Steve Collins: Small Fire

February 2002
How far is too far?
Previous Small Fires



God is found in the shit ENTERING VAUX, in St Peter's Church, Vauxhall, South London, always feels like finding a private nightclub. I follow the taped-up signs and slide in off the street through a door open just a crack. Inside, the usual happy throng and red lights... until I turn round. Above the door by which I entered, in foot-high letters: God is found in the shit. Welcome to Vaux's "season of dirt".

Kester opens with an explanation. Over the next few services Vaux want to examine our ideas of the "purity" of God. We have made God too "pure". We live impure lives in an impure city. Our concern for God's purity has placed him out of our reach, detached him from our world. We are tempted to believe that the only way to seek God is to leave behind our present compromised circumstances. For most of us this is not an option, and it offers no hope of redemption for the places we live in.

But God has dared to enter into our impurity, has faced contamination for the sake of being with us where we are. Christ persistently crossed the bounds between "clean" and "unclean" in order to be with those in need. The religious, then as now, were appalled. Kester retold the story of philosopher Carl Jung's famous dream – of God destroying a church by dropping a giant turd from heaven. When the Church is too zealous for God's purity it denies his active love.

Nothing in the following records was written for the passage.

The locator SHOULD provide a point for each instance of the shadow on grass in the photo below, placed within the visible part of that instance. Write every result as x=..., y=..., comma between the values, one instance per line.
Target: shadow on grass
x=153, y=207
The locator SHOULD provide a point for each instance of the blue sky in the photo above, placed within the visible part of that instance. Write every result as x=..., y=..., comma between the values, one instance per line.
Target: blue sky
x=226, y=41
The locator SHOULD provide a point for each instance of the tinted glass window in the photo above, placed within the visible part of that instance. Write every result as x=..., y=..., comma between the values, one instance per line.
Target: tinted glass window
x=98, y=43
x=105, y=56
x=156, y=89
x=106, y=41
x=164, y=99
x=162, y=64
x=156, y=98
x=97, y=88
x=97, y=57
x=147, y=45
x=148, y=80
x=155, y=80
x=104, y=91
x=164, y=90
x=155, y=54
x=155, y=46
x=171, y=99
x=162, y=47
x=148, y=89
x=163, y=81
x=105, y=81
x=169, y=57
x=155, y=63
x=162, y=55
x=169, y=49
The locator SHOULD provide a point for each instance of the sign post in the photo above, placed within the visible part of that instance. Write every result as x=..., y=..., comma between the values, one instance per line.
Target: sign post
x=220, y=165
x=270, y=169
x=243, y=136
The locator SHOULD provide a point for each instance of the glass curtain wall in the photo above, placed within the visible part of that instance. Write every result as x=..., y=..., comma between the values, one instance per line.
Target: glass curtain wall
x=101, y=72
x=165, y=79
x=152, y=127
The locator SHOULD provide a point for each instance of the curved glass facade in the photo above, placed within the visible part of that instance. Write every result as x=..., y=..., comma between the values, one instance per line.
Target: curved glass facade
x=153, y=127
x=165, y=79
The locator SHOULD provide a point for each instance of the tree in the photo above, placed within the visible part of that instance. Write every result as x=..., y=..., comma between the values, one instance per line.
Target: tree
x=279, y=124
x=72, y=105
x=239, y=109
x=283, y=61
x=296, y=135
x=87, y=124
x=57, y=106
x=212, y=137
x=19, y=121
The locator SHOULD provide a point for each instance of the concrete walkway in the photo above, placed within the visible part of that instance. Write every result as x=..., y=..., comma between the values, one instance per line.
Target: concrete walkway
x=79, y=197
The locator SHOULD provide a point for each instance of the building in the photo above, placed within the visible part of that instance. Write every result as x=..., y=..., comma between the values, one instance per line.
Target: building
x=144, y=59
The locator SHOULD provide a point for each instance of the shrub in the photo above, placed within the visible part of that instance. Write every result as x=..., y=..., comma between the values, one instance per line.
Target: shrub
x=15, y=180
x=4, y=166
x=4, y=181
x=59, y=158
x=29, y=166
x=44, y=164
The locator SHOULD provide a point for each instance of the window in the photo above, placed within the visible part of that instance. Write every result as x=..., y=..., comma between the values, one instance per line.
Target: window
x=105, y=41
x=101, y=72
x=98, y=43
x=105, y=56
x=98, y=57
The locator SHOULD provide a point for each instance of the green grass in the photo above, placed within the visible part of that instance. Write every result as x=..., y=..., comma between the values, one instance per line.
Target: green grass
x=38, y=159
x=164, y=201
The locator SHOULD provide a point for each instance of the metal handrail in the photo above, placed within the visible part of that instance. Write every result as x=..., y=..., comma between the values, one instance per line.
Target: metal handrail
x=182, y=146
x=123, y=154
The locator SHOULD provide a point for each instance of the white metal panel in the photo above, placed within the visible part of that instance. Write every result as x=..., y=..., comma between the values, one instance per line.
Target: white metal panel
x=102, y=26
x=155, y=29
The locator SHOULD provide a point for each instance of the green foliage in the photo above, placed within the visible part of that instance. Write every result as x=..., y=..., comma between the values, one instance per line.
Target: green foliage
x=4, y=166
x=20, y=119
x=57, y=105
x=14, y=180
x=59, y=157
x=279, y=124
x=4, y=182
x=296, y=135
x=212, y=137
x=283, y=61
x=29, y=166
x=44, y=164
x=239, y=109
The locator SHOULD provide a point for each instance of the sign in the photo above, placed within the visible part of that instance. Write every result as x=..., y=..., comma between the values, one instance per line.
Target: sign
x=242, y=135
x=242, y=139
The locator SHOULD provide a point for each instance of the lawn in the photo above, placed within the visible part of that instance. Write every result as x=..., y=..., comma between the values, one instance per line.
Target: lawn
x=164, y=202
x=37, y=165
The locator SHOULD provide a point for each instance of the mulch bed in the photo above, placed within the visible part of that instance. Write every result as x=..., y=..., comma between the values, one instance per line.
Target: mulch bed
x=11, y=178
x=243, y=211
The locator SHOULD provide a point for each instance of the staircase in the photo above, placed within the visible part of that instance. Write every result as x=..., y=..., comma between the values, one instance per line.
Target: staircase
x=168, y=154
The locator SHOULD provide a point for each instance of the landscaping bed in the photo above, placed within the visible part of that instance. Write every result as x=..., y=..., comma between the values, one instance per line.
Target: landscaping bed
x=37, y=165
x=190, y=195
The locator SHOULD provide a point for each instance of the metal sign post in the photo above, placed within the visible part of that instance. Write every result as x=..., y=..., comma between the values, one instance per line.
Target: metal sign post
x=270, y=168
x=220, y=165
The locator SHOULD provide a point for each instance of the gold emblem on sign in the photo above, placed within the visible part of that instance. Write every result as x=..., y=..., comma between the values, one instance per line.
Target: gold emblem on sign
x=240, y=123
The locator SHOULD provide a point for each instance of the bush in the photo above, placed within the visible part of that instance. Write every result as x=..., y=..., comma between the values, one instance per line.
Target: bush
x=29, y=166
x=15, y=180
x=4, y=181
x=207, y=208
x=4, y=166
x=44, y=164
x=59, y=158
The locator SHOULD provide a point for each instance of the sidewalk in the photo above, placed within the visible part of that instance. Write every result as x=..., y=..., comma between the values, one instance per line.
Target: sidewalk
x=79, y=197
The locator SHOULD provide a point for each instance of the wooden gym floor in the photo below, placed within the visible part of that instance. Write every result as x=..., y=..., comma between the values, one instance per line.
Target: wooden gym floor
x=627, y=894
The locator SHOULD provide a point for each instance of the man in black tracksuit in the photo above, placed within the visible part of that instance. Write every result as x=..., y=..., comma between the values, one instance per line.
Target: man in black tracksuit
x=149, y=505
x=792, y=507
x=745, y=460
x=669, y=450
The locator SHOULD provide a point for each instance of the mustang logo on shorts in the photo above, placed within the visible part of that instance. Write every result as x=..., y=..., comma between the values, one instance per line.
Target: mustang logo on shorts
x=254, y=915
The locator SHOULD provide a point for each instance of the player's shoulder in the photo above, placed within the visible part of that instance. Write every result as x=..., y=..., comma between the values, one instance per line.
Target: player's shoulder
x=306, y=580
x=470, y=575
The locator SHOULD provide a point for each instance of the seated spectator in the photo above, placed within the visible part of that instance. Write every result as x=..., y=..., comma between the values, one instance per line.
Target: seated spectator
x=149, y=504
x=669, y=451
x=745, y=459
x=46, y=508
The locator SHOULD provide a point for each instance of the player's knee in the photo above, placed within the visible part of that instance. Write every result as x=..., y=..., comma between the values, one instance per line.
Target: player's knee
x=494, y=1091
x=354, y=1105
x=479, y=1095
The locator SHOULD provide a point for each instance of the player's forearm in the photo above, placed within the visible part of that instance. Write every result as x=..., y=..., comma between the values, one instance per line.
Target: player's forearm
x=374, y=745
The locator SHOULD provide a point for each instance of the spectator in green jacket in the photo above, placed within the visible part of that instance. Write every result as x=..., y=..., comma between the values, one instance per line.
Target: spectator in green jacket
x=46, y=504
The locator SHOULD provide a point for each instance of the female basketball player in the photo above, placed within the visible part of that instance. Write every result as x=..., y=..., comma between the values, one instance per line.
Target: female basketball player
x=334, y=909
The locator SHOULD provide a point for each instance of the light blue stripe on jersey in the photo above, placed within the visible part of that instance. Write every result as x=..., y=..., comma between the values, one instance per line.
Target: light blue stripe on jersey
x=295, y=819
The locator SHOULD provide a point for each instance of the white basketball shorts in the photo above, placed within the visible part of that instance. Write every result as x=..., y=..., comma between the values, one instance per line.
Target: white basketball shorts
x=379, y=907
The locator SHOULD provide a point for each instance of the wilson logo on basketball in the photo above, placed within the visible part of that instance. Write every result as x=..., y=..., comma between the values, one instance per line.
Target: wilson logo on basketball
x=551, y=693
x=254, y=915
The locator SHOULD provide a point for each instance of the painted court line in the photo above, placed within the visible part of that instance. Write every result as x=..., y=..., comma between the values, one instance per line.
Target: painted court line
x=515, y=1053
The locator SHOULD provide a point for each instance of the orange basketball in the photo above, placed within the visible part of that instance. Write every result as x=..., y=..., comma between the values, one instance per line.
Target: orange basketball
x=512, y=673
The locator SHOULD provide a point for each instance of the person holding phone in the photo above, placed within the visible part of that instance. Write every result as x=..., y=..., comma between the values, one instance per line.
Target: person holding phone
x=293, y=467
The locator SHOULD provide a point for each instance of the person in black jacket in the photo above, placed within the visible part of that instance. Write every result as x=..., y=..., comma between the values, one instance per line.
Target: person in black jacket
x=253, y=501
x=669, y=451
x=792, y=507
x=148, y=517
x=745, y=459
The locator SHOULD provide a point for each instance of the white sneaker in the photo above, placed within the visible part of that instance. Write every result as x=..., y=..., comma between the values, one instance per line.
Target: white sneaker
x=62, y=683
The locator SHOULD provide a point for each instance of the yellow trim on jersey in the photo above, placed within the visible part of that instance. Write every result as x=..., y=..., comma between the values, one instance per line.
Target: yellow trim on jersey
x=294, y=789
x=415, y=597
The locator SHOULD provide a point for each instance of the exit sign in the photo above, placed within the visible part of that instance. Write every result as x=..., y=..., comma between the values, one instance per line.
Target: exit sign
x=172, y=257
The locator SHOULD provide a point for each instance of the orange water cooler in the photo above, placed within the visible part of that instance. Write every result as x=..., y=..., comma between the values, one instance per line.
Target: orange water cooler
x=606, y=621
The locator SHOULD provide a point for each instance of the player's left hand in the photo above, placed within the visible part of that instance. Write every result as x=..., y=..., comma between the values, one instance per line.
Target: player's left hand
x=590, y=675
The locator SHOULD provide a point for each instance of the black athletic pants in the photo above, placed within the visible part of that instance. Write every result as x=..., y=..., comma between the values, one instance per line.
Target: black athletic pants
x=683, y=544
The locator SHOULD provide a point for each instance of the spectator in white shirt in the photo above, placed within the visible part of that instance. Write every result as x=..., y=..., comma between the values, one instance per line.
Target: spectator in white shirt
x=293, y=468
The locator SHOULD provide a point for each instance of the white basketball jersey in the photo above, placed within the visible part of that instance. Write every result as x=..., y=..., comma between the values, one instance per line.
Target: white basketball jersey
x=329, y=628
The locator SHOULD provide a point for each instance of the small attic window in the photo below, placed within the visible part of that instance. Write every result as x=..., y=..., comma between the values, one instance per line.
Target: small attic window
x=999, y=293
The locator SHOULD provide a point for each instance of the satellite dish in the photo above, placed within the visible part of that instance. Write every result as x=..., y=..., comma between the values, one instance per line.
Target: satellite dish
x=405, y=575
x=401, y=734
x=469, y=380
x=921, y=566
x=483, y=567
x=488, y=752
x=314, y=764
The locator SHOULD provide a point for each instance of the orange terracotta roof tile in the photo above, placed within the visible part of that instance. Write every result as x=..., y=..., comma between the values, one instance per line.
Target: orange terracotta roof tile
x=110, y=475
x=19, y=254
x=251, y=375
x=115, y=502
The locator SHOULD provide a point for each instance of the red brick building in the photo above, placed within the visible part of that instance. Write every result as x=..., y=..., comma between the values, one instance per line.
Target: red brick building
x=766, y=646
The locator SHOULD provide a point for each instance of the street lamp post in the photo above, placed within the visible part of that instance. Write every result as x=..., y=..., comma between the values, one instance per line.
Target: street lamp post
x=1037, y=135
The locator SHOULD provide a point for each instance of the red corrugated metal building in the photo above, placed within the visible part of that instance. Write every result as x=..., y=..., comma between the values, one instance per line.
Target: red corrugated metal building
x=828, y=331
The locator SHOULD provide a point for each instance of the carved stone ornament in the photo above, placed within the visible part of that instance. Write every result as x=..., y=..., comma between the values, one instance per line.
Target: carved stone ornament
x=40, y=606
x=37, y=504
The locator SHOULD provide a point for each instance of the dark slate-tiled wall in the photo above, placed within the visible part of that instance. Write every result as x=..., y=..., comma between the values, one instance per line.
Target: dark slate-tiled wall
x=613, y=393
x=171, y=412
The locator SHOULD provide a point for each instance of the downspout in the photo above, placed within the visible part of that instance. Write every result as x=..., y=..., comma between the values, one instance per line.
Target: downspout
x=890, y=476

TO SAY THAT GOD embraced our dirt is not to celebrate it. It still has to be dealt with. As a ritual of confession we were invited to write the dirt in our lives on toilet paper. While this was handed out, a certain frisson ran round the church as we wondered how far this exercise might go... Fortunately – disappointingly? – it only led to prayer. Could there have been a ritual of absolution while flushing it down the toilet? Or would that have been too comic?

We paused to consider, for a few minutes, a large projected image. It shows the crucified Christ, soft focus in golden light against a blood-red background. A beautiful, sad painting, if it were a painting. But it is "Piss Christ" by Andres Serrano – a photograph of a crucifix suspended in the artist's urine mixed with cow's blood. This notorious image routinely causes outrage wherever it is exhibited in secular galleries, for its title and making rather than its actual appearance.

But Vaux point out that incarnation involves blood and piss. It involves contamination by our dirty humanity, willingly entered into for love. The crucifixion was a submersion in worse than blood and urine. Christ became filth for us, became our filth so that we might become clean. The usual shock-horror response to this work is unimaginative and one-dimensional. Whatever Serrano's intent, "Piss Christ" makes a powerful icon.

If you want to read an intelligent and supportive Christian response to "Piss Christ" click here. If you want to read an account of the 1989 debate in the US Senate over this work, click here.



Vaux altar AND SO TO COMMUNION. The altar is a small white cube. Jonathan stands behind it, loaf in hand, explaining what this ritual means. He speaks calmly, so we are unprepared for what is coming. This is Christ's body, broken for you. And he throws the bread down on the floor. This is Christ's blood, shed for you. And he throws the wine across the altar. It runs onto the floor like blood.

We sit there, stunned. This is more shocking than anything before. Unexpected, ungentle, truthful. Jonathan picks up the bread and puts the pieces on the altar. He pours out more glasses of wine, but does not pick up the one spilled. We come up two by two. On each side of the altar is a mirror, and as we kneel we watch ourselves receive. "You are my body".

There is unexpected light relief. A small child eats the bread given to him by his father, and declares, "I want some more!" Everybody laughs. He gets more, and after the service when he no longer wants more we chase him round the church with the bread. It seems appropriate for "the body of Christ".



SO IS THIS ALL TOO outrageous? How far can you go in church? How far is too far?

The first rule of going too far is that you have to take your audience with you. It's about trust. They have to trust you, they have to take you seriously and know that you know what you're doing. You have to trust them to react intelligently, to not misread your intentions or be inappropriately outraged. At Vaux this mutual trust exists between team and congregation. Both parties are searching together for an honest engagement with God, in the earthly realities of their city lives.

And both parties are literate in the contemporary arts and media, a stronger diet by far than the prudish respectability of most Christian cultural output. If worship is going to connect with real life, then it had better get real.

But I asked Vaux's permission before writing about this service, because by doing so I am exposing it to an audience with whom this trust has not been established, and who may not be used to such strong imagery. Those who attended found this a powerful and intense act of worship. Those who only read about it may misunderstand and take offence.

But how did worshipping the crucified Christ ever get to be a respectable family entertainment? We struggle with the propriety of putting God and shit in the same sentence. Yet the Incarnation brought them into closer contact than that. Can we cope with the implications of Christ's full humanity? Can we cope with God's disregard for religious purity?

After all, if God is not found in the shit, then we are all in it.